Run In With A Charging Bull, Run In With The Law

I’ve been in Chile for three months, and it’s interesting to look back at some of my fears before I left and consider which ones were accurate and which were not. My worry that I would be bored living in one place for so long was entirely unfounded; this Friday we went out for some after-work drinks and then it was five in the morning and I was sitting on top of an Andean foothill next to a man playing a didgeridoo.

I have also discovered entirely new fears. The award for the person who most terrified me this week goes to Gabriel. On Thursday we decided to take some of the kids to the park to play in the sprinklers and stopped on the way in a nice shady meadow behind a statue of the Virgin Mary. As we walked in Gabriel spotted a sweet-looking cow and toddled off towards it. I was enjoying the scene until I saw that what Gabriel was doing was more like ‘running very fast’ and less like ‘toddling’ and that the ‘sweet-looking cow’ was more like an ‘angry bull with big horns’. And that Fluffy and Billy Elliot at that moment had decided to go and bait the bull into charging. Right towards Gabriel. Fuelled only by blind panic and the large amount of bread I had eaten that day I sprinted after Gabriel and moved him out of the bull’s range. My triumphant ‘I didn’t let a child under our care get killed’ walk back to Grace and Beth was slightly spoiled, however, by the fact that in the excitement of the moment Gabriel had pooed himself.

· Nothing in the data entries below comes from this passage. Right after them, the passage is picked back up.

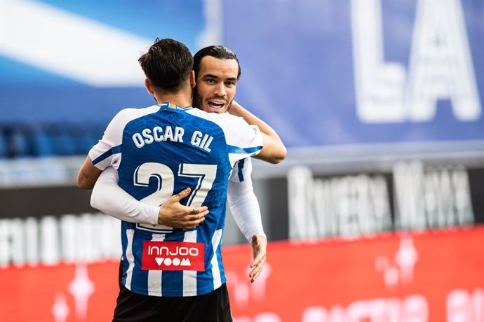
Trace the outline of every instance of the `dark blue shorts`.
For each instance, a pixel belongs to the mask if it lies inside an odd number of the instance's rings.
[[[114,322],[231,322],[227,285],[203,295],[142,295],[120,285]]]

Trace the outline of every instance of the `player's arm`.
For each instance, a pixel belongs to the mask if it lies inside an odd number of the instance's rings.
[[[250,125],[257,125],[262,133],[264,148],[254,158],[274,164],[280,163],[285,158],[287,149],[272,127],[235,101],[232,102],[229,113],[243,118]]]
[[[205,206],[194,207],[180,203],[189,195],[189,188],[168,198],[161,206],[156,206],[137,200],[118,186],[118,172],[112,167],[102,172],[93,189],[90,205],[129,223],[165,225],[180,229],[197,226],[208,214]]]
[[[101,172],[88,156],[77,174],[77,186],[81,189],[92,189]]]
[[[229,180],[227,199],[235,222],[250,243],[253,260],[249,277],[253,283],[260,275],[266,262],[267,239],[264,232],[259,202],[250,178],[250,158],[237,162]]]

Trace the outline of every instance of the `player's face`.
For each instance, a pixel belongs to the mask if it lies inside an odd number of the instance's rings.
[[[206,112],[225,112],[235,96],[238,74],[235,59],[202,58],[196,79],[196,107]]]

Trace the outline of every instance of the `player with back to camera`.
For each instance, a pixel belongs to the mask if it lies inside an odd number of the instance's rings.
[[[83,181],[95,182],[112,165],[119,186],[152,205],[194,187],[187,199],[194,207],[188,209],[196,214],[189,229],[122,222],[124,286],[114,321],[231,321],[220,251],[227,179],[238,160],[257,152],[267,160],[285,157],[285,149],[274,150],[267,136],[242,119],[190,107],[195,83],[191,59],[186,46],[168,39],[140,57],[147,89],[166,103],[118,113],[79,172],[79,186],[85,186]],[[202,204],[210,209],[205,220]],[[178,255],[183,249],[187,256],[160,262],[156,255],[165,248]],[[182,267],[180,261],[187,258]]]
[[[222,62],[230,63],[230,72],[223,69]],[[233,52],[220,46],[203,48],[194,57],[194,71],[197,84],[194,88],[194,102],[196,102],[194,106],[215,113],[224,113],[230,108],[231,113],[243,116],[248,122],[258,125],[262,132],[272,135],[280,141],[274,130],[233,101],[236,82],[241,75],[238,59]],[[281,145],[283,146],[282,142]],[[249,277],[254,282],[265,263],[267,241],[259,203],[253,190],[251,172],[250,158],[236,162],[229,181],[227,197],[236,223],[253,247],[253,260],[250,263],[252,270]],[[112,167],[105,170],[96,182],[91,205],[128,222],[156,225],[160,221],[159,207],[142,204],[126,193],[118,186],[117,172]]]

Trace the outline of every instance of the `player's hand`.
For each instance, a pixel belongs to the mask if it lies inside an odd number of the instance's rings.
[[[254,283],[262,272],[266,263],[266,252],[267,249],[267,239],[265,236],[255,234],[252,237],[252,253],[254,260],[250,263],[252,270],[249,274],[250,283]]]
[[[180,204],[183,198],[190,194],[191,189],[187,188],[178,195],[171,196],[163,203],[158,213],[158,224],[174,228],[194,228],[205,220],[208,214],[206,206],[187,206]]]

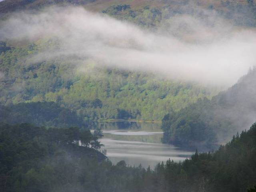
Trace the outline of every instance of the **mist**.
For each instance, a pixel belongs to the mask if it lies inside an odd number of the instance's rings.
[[[34,62],[76,55],[98,65],[226,87],[255,64],[256,32],[235,27],[213,13],[212,26],[183,15],[153,32],[82,8],[52,7],[36,14],[14,14],[2,24],[0,38],[56,38],[58,49],[34,55]],[[188,28],[177,27],[184,23]]]

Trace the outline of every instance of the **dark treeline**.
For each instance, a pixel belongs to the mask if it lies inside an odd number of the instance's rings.
[[[124,161],[113,165],[96,150],[78,146],[79,139],[86,146],[93,136],[85,132],[79,138],[78,130],[2,124],[2,191],[245,192],[256,184],[256,124],[216,152],[196,151],[153,170]]]
[[[178,112],[166,115],[162,121],[163,141],[194,144],[229,140],[232,135],[255,121],[255,82],[254,68],[211,100],[199,99]]]
[[[49,191],[57,178],[51,180],[48,174],[53,173],[52,166],[57,166],[57,162],[60,166],[64,164],[65,169],[72,169],[75,166],[74,161],[71,163],[73,160],[86,161],[89,158],[97,162],[106,158],[97,151],[102,145],[98,141],[102,136],[99,130],[92,134],[76,127],[47,129],[26,123],[1,124],[0,190]]]
[[[0,105],[0,122],[11,124],[29,123],[40,126],[58,128],[86,127],[87,122],[75,112],[54,102],[21,103]]]

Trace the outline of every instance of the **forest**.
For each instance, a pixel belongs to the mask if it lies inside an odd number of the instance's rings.
[[[249,126],[256,114],[256,68],[250,70],[226,91],[212,97],[199,99],[162,120],[166,143],[223,143],[230,135]]]
[[[256,192],[256,27],[254,0],[0,2],[0,191]],[[184,160],[114,164],[106,127]]]
[[[256,124],[215,152],[154,168],[113,165],[98,152],[100,131],[0,126],[2,191],[255,191]],[[78,142],[81,141],[81,144]]]

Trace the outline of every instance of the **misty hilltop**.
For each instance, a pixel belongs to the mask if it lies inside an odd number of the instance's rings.
[[[256,82],[254,68],[211,100],[199,99],[177,113],[167,115],[162,125],[164,140],[192,144],[224,143],[255,122]]]
[[[2,105],[54,102],[83,122],[160,122],[255,65],[253,1],[119,3],[0,2]]]

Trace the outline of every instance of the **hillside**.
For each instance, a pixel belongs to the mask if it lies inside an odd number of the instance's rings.
[[[76,112],[54,102],[20,103],[0,106],[0,122],[15,124],[29,123],[47,127],[86,127],[87,123]]]
[[[85,121],[109,119],[160,121],[216,92],[198,84],[166,80],[146,72],[97,65],[69,56],[31,58],[45,50],[57,51],[54,39],[13,47],[0,55],[0,102],[56,102],[76,112]]]
[[[248,192],[255,191],[256,124],[215,152],[196,151],[182,162],[169,160],[154,170],[128,166],[124,161],[113,165],[104,160],[105,156],[99,152],[76,144],[76,130],[1,124],[0,189],[8,192],[243,192],[251,188]]]
[[[52,5],[82,6],[90,11],[103,12],[119,18],[122,16],[122,19],[148,27],[179,15],[208,18],[209,15],[203,9],[216,11],[238,25],[256,24],[256,4],[253,0],[199,0],[196,3],[177,0],[5,0],[0,2],[0,15],[5,18],[14,11],[38,10]],[[124,5],[128,7],[123,9]]]
[[[167,143],[223,142],[256,118],[256,68],[226,91],[205,98],[163,119]]]

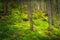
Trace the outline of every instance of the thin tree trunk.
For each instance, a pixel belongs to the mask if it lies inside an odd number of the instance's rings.
[[[51,25],[52,25],[51,0],[47,0],[47,6],[46,7],[47,7],[48,23],[49,23],[48,31],[50,31]]]
[[[8,14],[8,0],[4,0],[4,14]]]
[[[32,3],[33,2],[28,2],[28,17],[29,17],[29,21],[30,21],[30,30],[34,31],[33,20],[32,20]]]

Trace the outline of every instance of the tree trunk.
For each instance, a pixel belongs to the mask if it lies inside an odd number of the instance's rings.
[[[29,21],[30,21],[30,30],[34,31],[33,20],[32,20],[32,3],[33,2],[28,2],[28,17],[29,17]]]
[[[8,14],[8,0],[4,0],[4,14]]]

The rest of the week was better. On Tuesday we went to see the Arctic Monkeys in Santiago. It was brilliant. Having spent a quarter of a year with only two people to speak English with, I probably would have paid just to hear a Sheffield accent but the music was pretty good too. Grace and I lost Beth early on in the enormous crowd of sweaty Chilean rock enthusiasts. We assumed that as this was her first ever concert in a foreign country where she didn’t speak the language and didn’t have any money or a phone, she would be absolutely fine; and proceeded to enjoy ourselves. We found some other English people and formed a mosh pit of four people to the bemusement of our neighbours. I had such a good time, there’s just something about being soaked in the sweat of strangers and being essentially punched to music that makes me very happy. By the end I was a mess; the combination of Alex Turner singing ‘I Wanna Be Yours’ and the discovery of a churros vender (churros are deep fried pastry sticks filled with manjar and rainbows) had made me quite teary with joy.

Friday, however, brought the return of the feelings of confusion and discomfort that I had felt when I realised cow was bull. For some inexplicable reason I was placed in the back of a bus filled almost entirely by adults who had dressed up as ‘scary murder clowns’ to celebrate I’m not sure what. With me were Jorge and Cristobal who were hysterical with fear for the entire hour long procession around Colina. My situation was slightly better than Grace and Beth’s, though. They had been chosen to sit in the back of a truck with the rest of the kids, who all felt a strong desire to leap off the back of the moving vehicle (I, as a child, was also overcome by this desire and succeeded in fulfilling it. I would 100% not recommend the experience). When we weren’t trying to stop the death of the children in our care (almost this week’s theme…) we were reeling with the realisation of just how small Colina actually is. We had been told when we arrived at the Hogar that ‘our friends with the car’ were there. We were confused, because we have no friends. After a while, however, it became unpleasantly clear that ‘our friends with car’ were in fact ‘the procession’s police escort who recognised us from the night club we visited last weekend and who were keen to meet up again, even offering Cecilia extra procession freedoms if she helped engineer it’. Travellers, if you visit South America, beware of the police. They are everywhere. They are in that grimy nightclub watching you white girl dance like there’s no tomorrow. They are at your work a few days later telling your boss all about it. They are still at your work and now they are giving you knowing winks.